Provider Communication Improvements (2 team limit)

The New York City Department of Health and Mental Hygiene (DOHMH) is in regular communication with health care providers, giving information in emergency situations and disseminating news of public health import. Thus, maintaining an accurate, updated contact list is of vital importance. This is a complicated task, as the list is the result of consolidating various distribution lists from across and outside Agency. These lists might have conflicting information, be updated at differed times, and vary in accuracy. The data from the disparate sources need to be matched and cleaned appropriately to produce a universal provider contact database. DOHMH seeks a team to develop a cognitive computing solution that can: 1) reconcile providers between the different lists to create a common “gold standard” list of providers; and 2) automatically match new information to this “gold standard” as new data enters the Agency. DOHMH would also like to better understand the gaps in the current lists to guide outreach and better coverage.

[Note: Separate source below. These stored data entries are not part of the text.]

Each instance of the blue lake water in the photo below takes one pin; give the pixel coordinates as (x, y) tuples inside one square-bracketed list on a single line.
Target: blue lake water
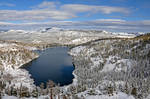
[(53, 64)]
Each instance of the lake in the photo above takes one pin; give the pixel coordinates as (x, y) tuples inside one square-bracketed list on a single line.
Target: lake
[(53, 64)]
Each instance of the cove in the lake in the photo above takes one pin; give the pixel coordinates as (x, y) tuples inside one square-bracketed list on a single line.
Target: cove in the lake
[(53, 64)]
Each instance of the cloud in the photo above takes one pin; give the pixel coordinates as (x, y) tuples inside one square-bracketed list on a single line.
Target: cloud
[(78, 8), (49, 11), (7, 4), (113, 25), (34, 15), (46, 5)]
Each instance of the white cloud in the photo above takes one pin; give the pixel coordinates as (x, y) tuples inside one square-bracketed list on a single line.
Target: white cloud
[(34, 15), (47, 5), (56, 11), (77, 8), (115, 25), (7, 4)]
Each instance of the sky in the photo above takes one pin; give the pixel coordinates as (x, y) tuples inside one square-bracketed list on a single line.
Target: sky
[(111, 15)]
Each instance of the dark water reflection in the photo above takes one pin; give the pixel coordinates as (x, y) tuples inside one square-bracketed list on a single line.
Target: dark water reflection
[(53, 64)]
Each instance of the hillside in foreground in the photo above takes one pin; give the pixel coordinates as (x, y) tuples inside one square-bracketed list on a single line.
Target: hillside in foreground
[(104, 69)]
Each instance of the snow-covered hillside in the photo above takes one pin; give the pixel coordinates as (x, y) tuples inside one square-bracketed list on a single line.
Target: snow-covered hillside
[(12, 57), (109, 66), (57, 35)]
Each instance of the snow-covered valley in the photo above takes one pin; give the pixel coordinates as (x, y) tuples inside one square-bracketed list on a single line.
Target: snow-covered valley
[(104, 69)]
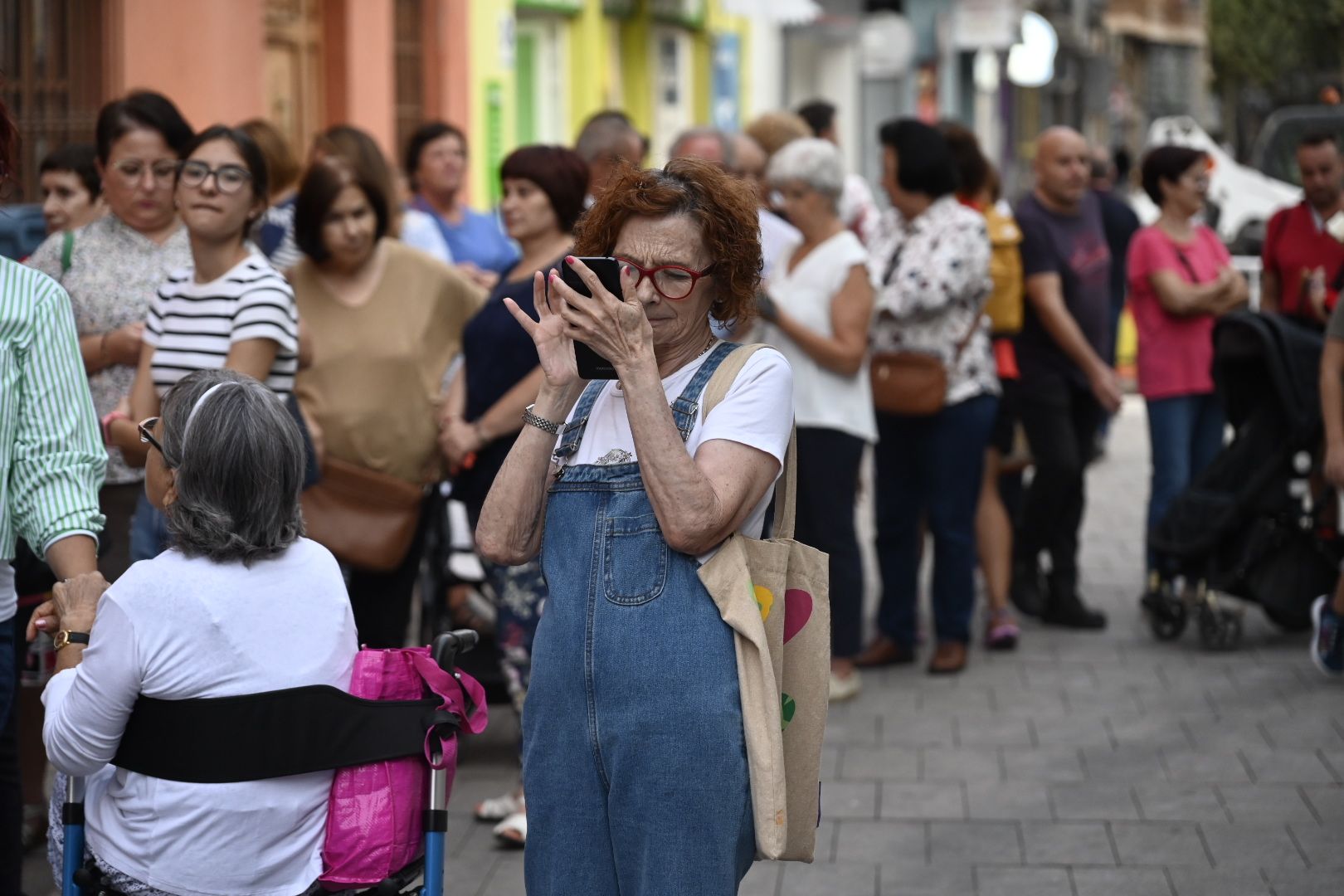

Adding National Provider Identifier to the Provider Data Warehouse (2 team limit)

The New York City Department of Health and Mental Hygiene (DOHMH) maintains a provider data warehouse to maintain contact information from providers in the agency. The Informatics team would like to enrich this data with information from the National Provider Identifier (NPI). The National Provider Identifier list contains millions of records for providers throughout the country. The project would be to identify records of interest to the New York City DOHMH, match them to records in the department’s current data warehouse and validate that the information provided by the NPI system is valid. This project requires the management of large datasets and validation using a wide number of sources that would be impossible to manage manually.